AI-Driven Threat Detection and Response for Healthcare: Securing Patient Data in Cloud Environments
Author(s):
Anjan Gundaboina
Several healthcare organizations have started adopting cloud services, which has led to the emergence of this issue, with patient data privacy and security being the most crucial. Current conventional security operating models are more reactive and based on rules that do not suffice in the case of new and more complex threats in large systems dealing with big data from EHRs, connected smart devices, and heavily used patient care access. This paper provides a detailed overview of threat detection and response systems in the healthcare sector through the help of a powerful Artificial Intelligence system. The system utilizes ML models trained on past intrusion data from cloud-native services such as Amazon SageMaker, AWS GuardDuty, and Macie. It performs realtime threat detection on the client’s network and responds to them effectively while adhering to HIPAA standards.
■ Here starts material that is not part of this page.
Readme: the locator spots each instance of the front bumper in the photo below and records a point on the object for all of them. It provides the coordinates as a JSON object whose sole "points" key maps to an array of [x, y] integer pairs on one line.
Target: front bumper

Such technological components consist of Federated Learning, an advanced method of training Machine Learning models without compromising the data owner’s privacy, Behavioural Biometrics as an improved method of identification and authentications, and Blockchain technology to provide an unchanging record of events. Realizations of the framework were performed based on both artificial and real datasets of a hospital to show that it outperforms traditional systems with 97.2% average detection accuracy, 70% less false positive rates, and saved hours, whereas the meantime for threat detection was reduced to seconds. The study also discusses AI’s use in real-time compliance monitoring, eradicating compliance issues and operational expenses. There exist great prospects for the further improvement of health care information security utilizing AI as an instrument for advances in early, continuous, and scalable actualisation of patient data’s cloud; as for other considerable further studies, there are tendencies in explainable models, intelligence federation, and quantum insensitivity of information protection.